I hated my boobs, and hips...since they appeared. I thought i'd grow out of it. I never did. I don't just hate the fact that they are big, I hate the fact I have them at all. Hell in school I was so confused as to why girls were jealous of my big boobs when I was so jealous of their small ones. I couldn't understand why anyone even liked having boobs at all. Now i'm like, oh that was you dysphoria. They don't feel like they belong to me. I thought of trying to find some ways to bind growing up but I didn't know how and didn't think it was possible with how big mine are (and could've damaged myself trying. If you are going to bind PLEASE look up how to do it safely!) Now I don't want to hurt myself as I already live in chronic pain from various medical issues and binding improperly can actually make any chance of top surgery go out the window. So, my boobs are here. Hopefully not forever, but if they are...well i'm still here aren't I?

I didn't know the word dysphoria growing up either. Now I know and can see that I have, and always have had, dysphoria. I wanted to be a boy so badly growing up. I didn't know I could be one. Especially when full on boy didn't quite seem right all the time either. But girl or boy, those are the only options, right? That's what I thought. In my mid 20s I heard the term non-binary but was terrified to look into it. I was too old, it was too little too late and I couldn't shake up my life now. Not when I need help just to live because of my physical disabilities. I couldn't risk it.
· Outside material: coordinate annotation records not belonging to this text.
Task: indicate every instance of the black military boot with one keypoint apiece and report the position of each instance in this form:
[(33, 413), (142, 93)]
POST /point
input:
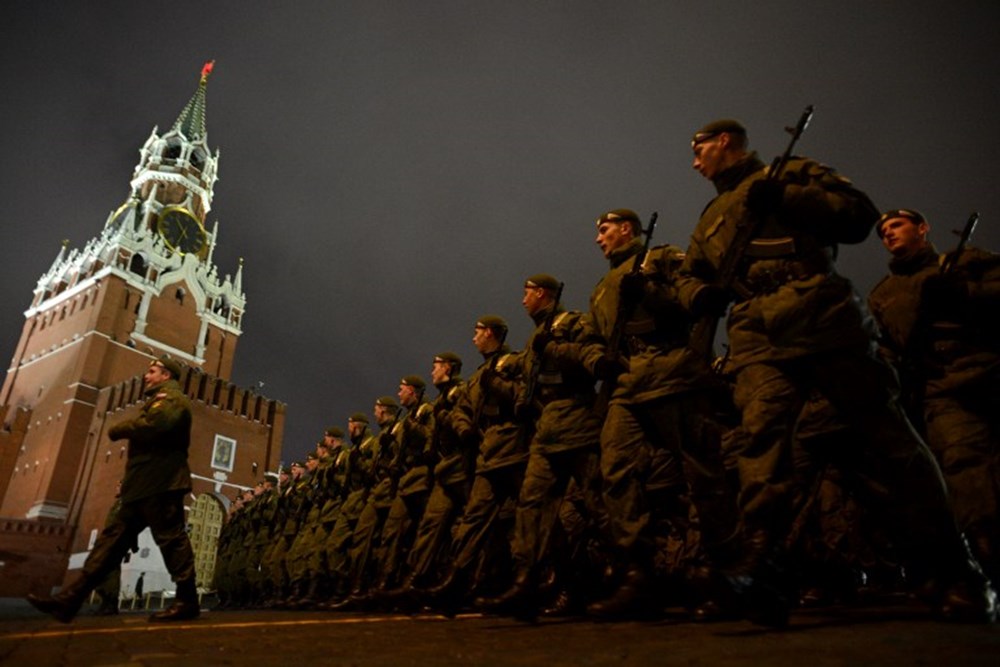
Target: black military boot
[(311, 597), (634, 597), (565, 603), (753, 588), (448, 596), (185, 607), (519, 601)]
At 30 it came to a mental breakdown, and I had to realize I am non-binary. Eventually finding the term demiboy. I know who I am and I FINALLY have the words to say it. Words to explain how i've ALWAYS felt even when I didn't have the words. I don't look how i'd like, and I might never, but i've lived this long and through so much shit that I refuse to let that stop me from being who I am anymore. I've been suicidal for about 20 years. It's not easy and some days are harder than others, but damn it if i'm going to hide who I am. I can't do that anymore. That's where I draw the line. You don't have to understand, I just ask you to respect me as who I am. At least my name, Tyler, and my pronouns (They/He).
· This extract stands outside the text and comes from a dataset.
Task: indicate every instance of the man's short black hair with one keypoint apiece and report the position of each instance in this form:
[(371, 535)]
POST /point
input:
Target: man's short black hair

So...back to the book. Felix feels like he is one marginalization too many as black queer and trans, and I can relate. I am not black but I am disabled. Obviously those are entirely different (though not mutually exclusive of course) but that is the same amount of marginalization's (i'm aslo queer and trans-even if I don't "look" like it, though spoiler alert, queer and trans don't have a look) and i've felt that "too much" a lot. I'm also fat now and am mentally ill and neurodiverse in more ways than one. I'm not trying to make it a competition i'm just explaining how I get that "too much" feeling.

Felix feels so real. He makes mistakes, he isn't perfect, he struggles with his identity. We get to see him fuck up, like people do. He felt like a real person and a real teenager, which is a good thing! He's going through life and trying to figure so much out and having been so hurt by things. He thinks that he isn't worthy of love (at least in part because of parental abandonment), and even pushes people away because of it, but eventually learns that he IS worthy of love and respect.
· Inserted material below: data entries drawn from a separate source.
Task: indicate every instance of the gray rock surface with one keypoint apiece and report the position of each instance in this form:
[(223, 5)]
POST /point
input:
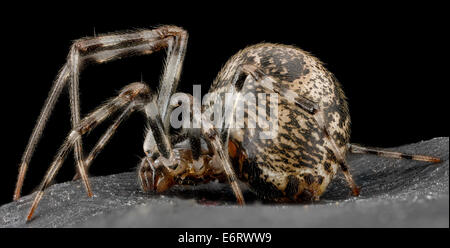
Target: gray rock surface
[(395, 193)]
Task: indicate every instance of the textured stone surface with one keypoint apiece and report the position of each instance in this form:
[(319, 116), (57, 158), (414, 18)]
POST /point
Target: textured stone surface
[(395, 193)]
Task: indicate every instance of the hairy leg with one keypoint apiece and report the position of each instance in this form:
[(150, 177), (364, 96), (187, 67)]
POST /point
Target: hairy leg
[(102, 49), (131, 97)]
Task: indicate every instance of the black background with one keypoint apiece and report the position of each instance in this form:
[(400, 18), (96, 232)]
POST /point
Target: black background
[(391, 61)]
I also loved the friendships in here, and the romance. The writing, the story, all of it. And I related a lot to it. At times it did hurt because I thought "I wish I had that when I was younger" or "I wish I had that privilege" but that isn't a knock on the book. Different people have different privileges and hard ships and I know I have privilege's that others don't too. I'm SO GLAD this book exists now.

This book tackles so many things and does it wonderfully. It's real, honest, raw. I don't know what else to say. I just want to shout about it and how much I loved it!